# Clean Ncase M1 mITX build.



## pat-roner (Oct 5, 2015)

First desktop pc I've made/had after 10+ years of macbooks and consoles. Feels good!
Built this because I wanted a small, powerfull and quiet pc. 

First build I've seen with atx psu and full length graphics card.

Specs:
*i7 4790k
Cryorig C1 with Fractal Venturi HF 140mm
Asus z97i-PLUS
16gb Corsair Ram
1TB total ssd storage
Corsair CS650m
EVGA 980 ti SC+
Ncase M1*


Originaly went for Msi 980ti Gaming 6G and it fit without modifications to the card itself, but the fans went haywire and RMA'd it and changed to EVGA one since it was rated as the quieter one. 
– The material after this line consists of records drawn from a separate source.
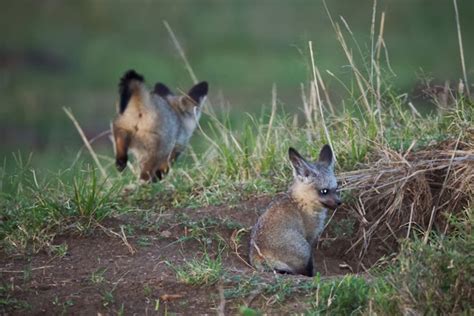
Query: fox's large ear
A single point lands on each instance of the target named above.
(199, 92)
(326, 156)
(300, 166)
(162, 90)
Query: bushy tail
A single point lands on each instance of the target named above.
(127, 85)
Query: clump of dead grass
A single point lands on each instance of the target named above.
(401, 194)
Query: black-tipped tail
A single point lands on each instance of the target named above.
(125, 90)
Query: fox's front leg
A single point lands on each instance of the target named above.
(122, 141)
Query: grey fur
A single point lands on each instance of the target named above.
(156, 129)
(285, 234)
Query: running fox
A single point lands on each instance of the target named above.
(155, 125)
(284, 236)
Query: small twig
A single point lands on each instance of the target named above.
(22, 271)
(221, 308)
(435, 207)
(122, 236)
(461, 50)
(315, 81)
(86, 142)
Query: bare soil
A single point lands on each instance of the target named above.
(101, 274)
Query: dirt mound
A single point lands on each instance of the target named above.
(105, 273)
(133, 264)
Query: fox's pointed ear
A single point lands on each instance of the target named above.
(162, 90)
(300, 165)
(199, 92)
(326, 156)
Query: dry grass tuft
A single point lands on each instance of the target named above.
(399, 195)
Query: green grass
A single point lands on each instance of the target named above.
(239, 161)
(200, 271)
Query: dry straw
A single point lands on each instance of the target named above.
(398, 193)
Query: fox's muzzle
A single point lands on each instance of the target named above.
(332, 203)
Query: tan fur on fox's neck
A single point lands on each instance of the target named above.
(305, 196)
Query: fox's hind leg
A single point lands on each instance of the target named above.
(122, 142)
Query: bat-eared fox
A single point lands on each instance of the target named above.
(282, 240)
(154, 125)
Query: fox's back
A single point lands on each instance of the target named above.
(152, 123)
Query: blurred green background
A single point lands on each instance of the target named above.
(56, 54)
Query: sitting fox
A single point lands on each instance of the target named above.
(156, 126)
(284, 236)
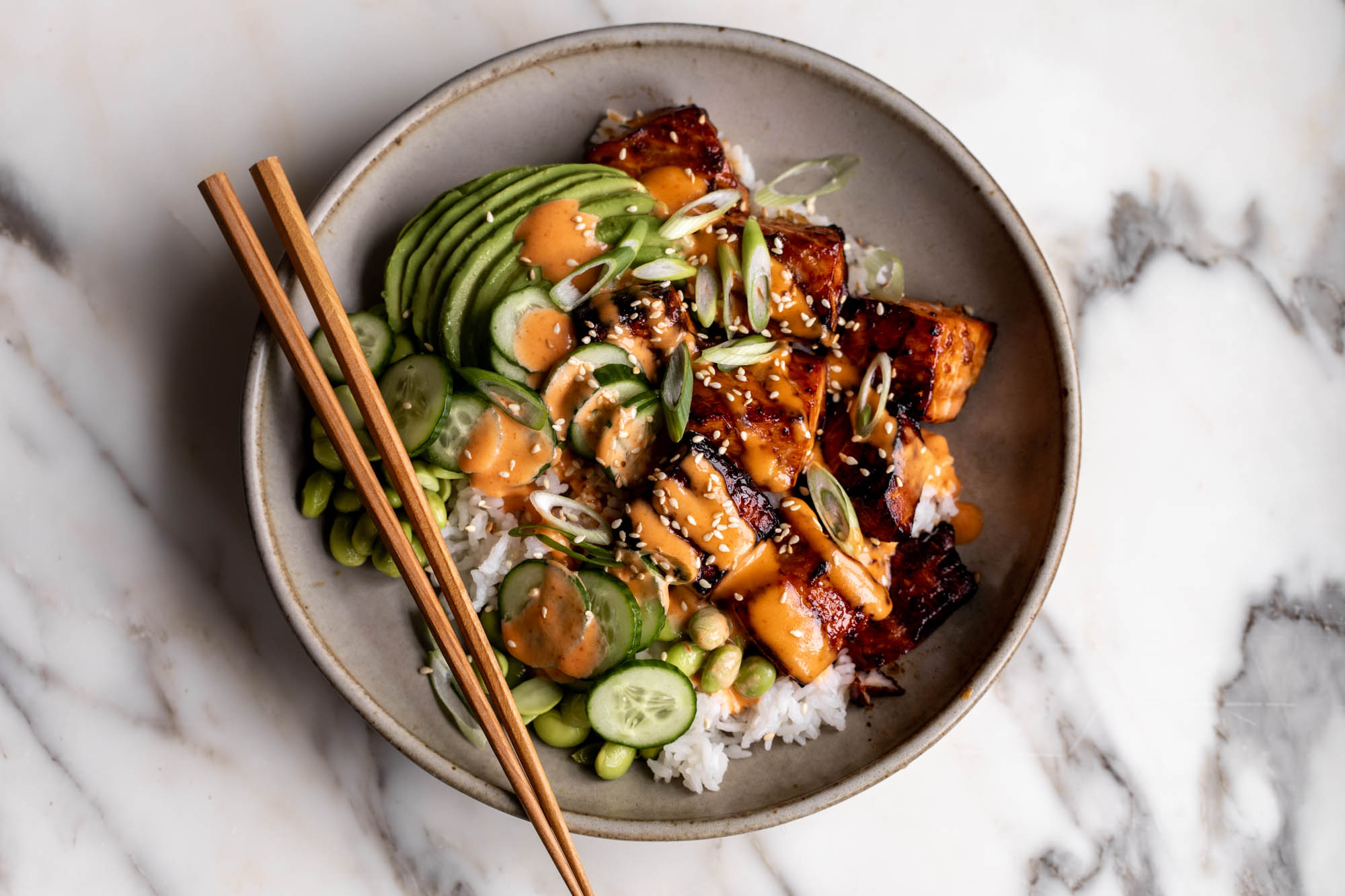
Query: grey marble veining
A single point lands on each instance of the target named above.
(1175, 721)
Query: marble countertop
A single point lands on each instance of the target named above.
(1174, 724)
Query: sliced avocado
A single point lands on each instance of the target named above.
(470, 196)
(455, 241)
(462, 304)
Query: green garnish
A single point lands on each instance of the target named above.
(840, 169)
(677, 392)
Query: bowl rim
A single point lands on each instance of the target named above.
(851, 79)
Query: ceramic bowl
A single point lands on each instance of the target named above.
(918, 192)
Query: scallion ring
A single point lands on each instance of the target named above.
(707, 296)
(884, 278)
(866, 412)
(677, 392)
(840, 169)
(736, 353)
(614, 263)
(835, 509)
(575, 521)
(683, 222)
(666, 268)
(757, 275)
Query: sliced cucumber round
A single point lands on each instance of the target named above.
(642, 704)
(509, 314)
(618, 614)
(513, 399)
(594, 416)
(465, 411)
(376, 339)
(418, 391)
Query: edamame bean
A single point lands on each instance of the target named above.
(428, 481)
(575, 710)
(318, 491)
(492, 623)
(613, 760)
(687, 657)
(384, 561)
(722, 667)
(708, 628)
(346, 499)
(364, 537)
(338, 541)
(436, 509)
(536, 696)
(553, 729)
(755, 677)
(403, 346)
(326, 454)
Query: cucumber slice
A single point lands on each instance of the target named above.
(544, 612)
(509, 314)
(513, 399)
(618, 615)
(598, 411)
(418, 392)
(465, 411)
(508, 368)
(642, 704)
(376, 339)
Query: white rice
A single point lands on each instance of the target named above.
(790, 712)
(479, 541)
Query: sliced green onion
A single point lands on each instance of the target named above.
(736, 353)
(614, 263)
(516, 400)
(707, 295)
(683, 222)
(886, 279)
(866, 413)
(580, 524)
(677, 392)
(757, 275)
(666, 268)
(835, 509)
(840, 169)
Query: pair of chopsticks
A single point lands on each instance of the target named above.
(494, 706)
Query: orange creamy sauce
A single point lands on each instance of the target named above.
(544, 337)
(673, 188)
(558, 237)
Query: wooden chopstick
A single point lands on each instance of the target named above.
(510, 743)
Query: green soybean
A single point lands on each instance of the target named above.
(687, 657)
(755, 677)
(403, 346)
(722, 667)
(318, 491)
(553, 729)
(326, 454)
(536, 696)
(436, 509)
(492, 623)
(613, 760)
(338, 541)
(364, 537)
(346, 499)
(708, 628)
(384, 561)
(575, 710)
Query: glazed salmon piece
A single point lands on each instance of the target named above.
(763, 416)
(937, 354)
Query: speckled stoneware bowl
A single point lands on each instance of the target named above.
(918, 192)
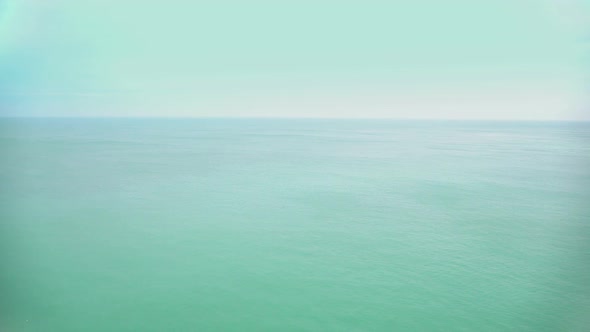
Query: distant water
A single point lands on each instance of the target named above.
(294, 225)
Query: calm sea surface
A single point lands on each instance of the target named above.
(294, 225)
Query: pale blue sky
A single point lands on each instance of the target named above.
(474, 59)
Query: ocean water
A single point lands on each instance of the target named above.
(294, 225)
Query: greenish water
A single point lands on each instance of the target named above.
(294, 225)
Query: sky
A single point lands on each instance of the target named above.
(421, 59)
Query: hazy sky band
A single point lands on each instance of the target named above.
(513, 59)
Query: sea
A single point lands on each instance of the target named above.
(213, 224)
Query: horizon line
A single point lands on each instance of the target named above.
(285, 118)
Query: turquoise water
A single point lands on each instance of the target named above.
(294, 225)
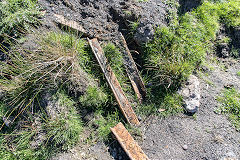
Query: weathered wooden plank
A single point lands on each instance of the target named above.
(69, 23)
(113, 82)
(133, 72)
(129, 145)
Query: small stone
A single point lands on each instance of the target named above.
(185, 147)
(191, 95)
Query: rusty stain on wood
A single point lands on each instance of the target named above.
(113, 82)
(129, 145)
(133, 72)
(69, 23)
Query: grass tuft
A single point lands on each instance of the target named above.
(17, 16)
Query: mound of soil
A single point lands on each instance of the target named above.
(106, 18)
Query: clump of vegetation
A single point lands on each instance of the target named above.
(238, 73)
(64, 130)
(115, 59)
(105, 123)
(40, 138)
(94, 98)
(180, 48)
(16, 16)
(230, 105)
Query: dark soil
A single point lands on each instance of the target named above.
(207, 136)
(105, 19)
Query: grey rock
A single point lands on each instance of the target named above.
(191, 94)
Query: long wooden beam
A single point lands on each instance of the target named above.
(133, 72)
(127, 142)
(113, 82)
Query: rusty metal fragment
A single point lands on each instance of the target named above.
(133, 72)
(69, 23)
(130, 146)
(113, 82)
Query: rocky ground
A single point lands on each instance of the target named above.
(206, 135)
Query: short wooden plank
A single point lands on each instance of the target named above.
(113, 82)
(133, 72)
(69, 23)
(129, 145)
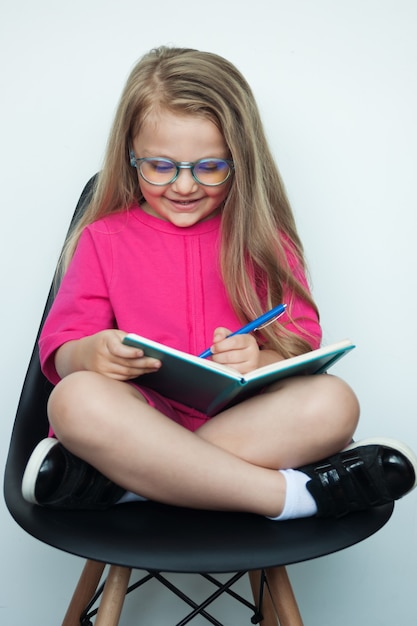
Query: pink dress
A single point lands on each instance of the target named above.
(143, 275)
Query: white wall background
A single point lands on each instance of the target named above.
(336, 82)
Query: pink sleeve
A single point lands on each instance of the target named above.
(84, 289)
(302, 319)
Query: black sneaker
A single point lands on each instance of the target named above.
(367, 473)
(56, 478)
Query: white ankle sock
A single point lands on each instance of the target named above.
(298, 500)
(129, 496)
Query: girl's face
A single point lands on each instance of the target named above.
(181, 138)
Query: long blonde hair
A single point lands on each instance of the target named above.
(257, 221)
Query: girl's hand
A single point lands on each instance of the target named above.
(240, 351)
(105, 354)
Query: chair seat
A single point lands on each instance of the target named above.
(151, 536)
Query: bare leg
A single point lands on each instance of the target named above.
(109, 424)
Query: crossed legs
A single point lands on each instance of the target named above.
(229, 463)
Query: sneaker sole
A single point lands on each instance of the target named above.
(32, 469)
(389, 443)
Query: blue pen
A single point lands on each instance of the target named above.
(264, 320)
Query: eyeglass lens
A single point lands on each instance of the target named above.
(205, 171)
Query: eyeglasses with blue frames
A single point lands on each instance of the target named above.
(160, 171)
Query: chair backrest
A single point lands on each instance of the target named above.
(31, 424)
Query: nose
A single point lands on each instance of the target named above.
(185, 183)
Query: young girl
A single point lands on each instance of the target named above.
(188, 236)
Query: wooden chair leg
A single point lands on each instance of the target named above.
(267, 608)
(113, 596)
(282, 597)
(84, 591)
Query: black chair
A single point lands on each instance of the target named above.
(158, 539)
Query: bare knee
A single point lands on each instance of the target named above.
(338, 407)
(71, 406)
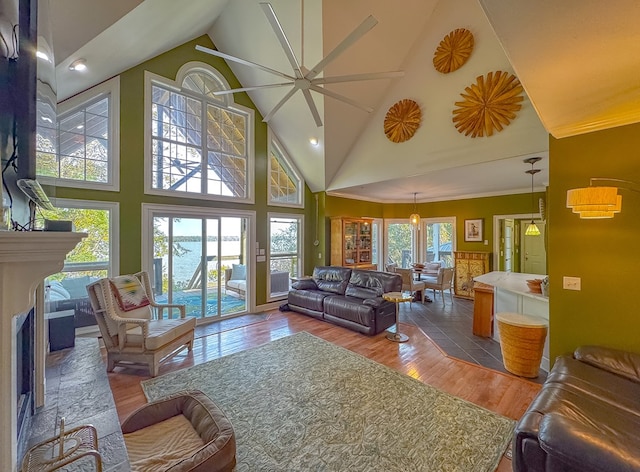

Soundlevels are dead silent, and acceptable when gaming. 

Temps normal use:
Cpu - 40-50c
Gpu - 45-60c

During gaming:
Cpu - 60c
Gpu - 77c

All powercables are custom made by Mundi at Icemodz
He does great work and is really competative on price.







.


Now pictures of the build. Hope you like it.


----------



## uuuaaaaaa (Oct 5, 2015)

Nice build!


----------



## tabascosauz (Oct 5, 2015)

Awesome stuff. This makes me want to ditch my SG08 for the M1. Did you not have any intake on the bottom?


----------



## micropage7 (Oct 5, 2015)

nice package, but you should put step by step build it


----------



## pat-roner (Oct 5, 2015)

tabascosauz said:


> Awesome stuff. This makes me want to ditch my SG08 for the M1. Did you not have any intake on the bottom?



Not atm. because since I need to have the card in the bottom slot, I'm missing 2mm's of space, but I have ordered a custom made bracket, so that I can lower the two slim scythe fans. 



micropage7 said:


> nice package, but you should put step by step build it



The posting it on the internet was kind of an afterthought.


----------